I probably just returned from one of the most important things I will do as a patient safety advocate. I was a panelist at a hearing for the Joint Commission.
Joint Commission accredited facilities, found to have standards not met by the surveyor at the time of the survey, can have a hearing to explain (or defend) the surveyors findings. As a member of the Joint Commission Board and Accreditation Committee, I am obligated to be a panelist once or more a year.
I didn’t want to do it. I didn’t want to hear how a facility would try to defend themselves against what could be dangerous circumstances that could potentially harm, or even kill an innocent patient. But I am obligated to. And as a patient safety advocate, I am obligated to understand, for the people I sometimes represent how, in fact bad things can happen.
I also understood that I was not there to make judgment. There were three of us. The two others were actually professional staff members at a similar facility to those who were going to plead their case. I didn’t have to know the details of how a facility is run – they did and they were very good at it.
It was surprising to me how I was able to remove myself from the patient / family role just for the short time to listen, learn and absorb information about the things that can happen in healthcare that most of us, who don’t work in healthcare don’t really understand. I needed to remember that the Joint Commissions role is not to “punish” but in part to report. If you were supposed to lock that cabinet and it wasn’t locked – you did not follow policy – period.

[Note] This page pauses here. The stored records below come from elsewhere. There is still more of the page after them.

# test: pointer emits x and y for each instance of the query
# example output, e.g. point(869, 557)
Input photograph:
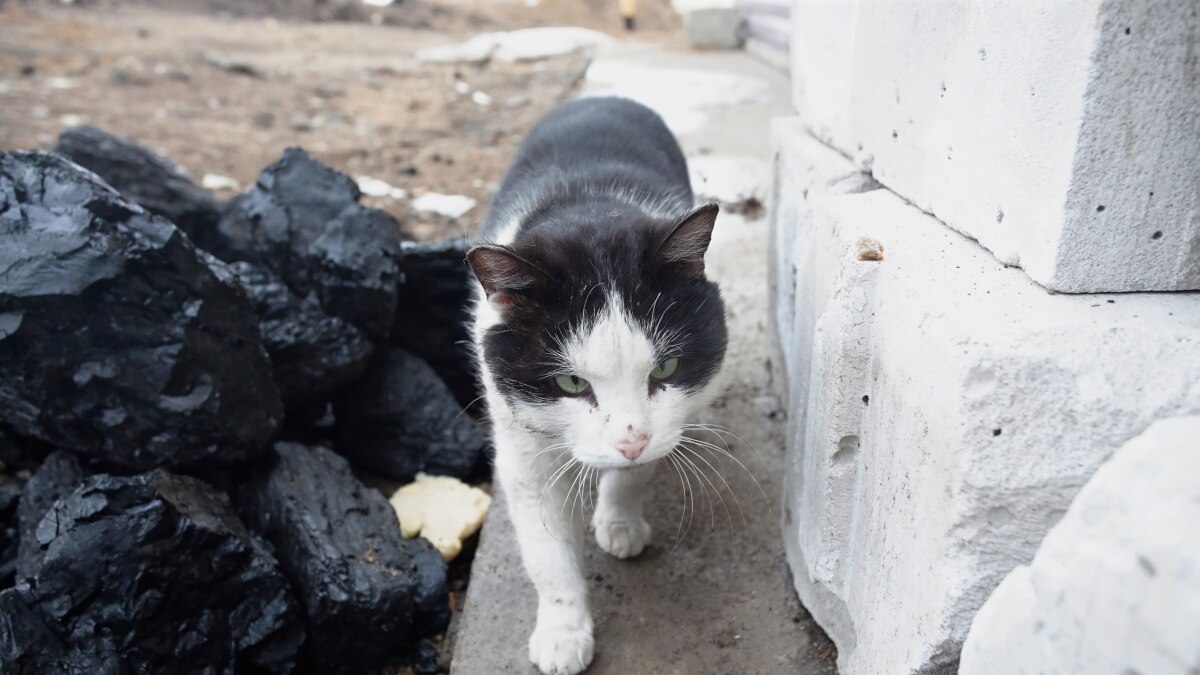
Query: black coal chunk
point(142, 175)
point(312, 353)
point(18, 453)
point(365, 589)
point(435, 293)
point(303, 220)
point(10, 531)
point(401, 419)
point(151, 573)
point(55, 479)
point(117, 340)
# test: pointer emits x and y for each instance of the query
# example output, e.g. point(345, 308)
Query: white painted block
point(713, 28)
point(945, 408)
point(1115, 586)
point(1063, 136)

But there also are some gray areas that can be defended with proper guidance of those who know the system and understand the loopholes.
I began to find myself drifting into a land of make believe. What if I was capable of “closing down that facility” as so many patients and families feel is necessary after the death of a family member. What if I could snap my fingers and have the healthcare facility lose accreditation? I began to realize that the people who would suffer are the people like myself who also count on this place to help them get well and offer a community service. Then, I thought to myself, I really do want to help healthcare organizations help their patients. Why, oh why can’t they just follow the rules?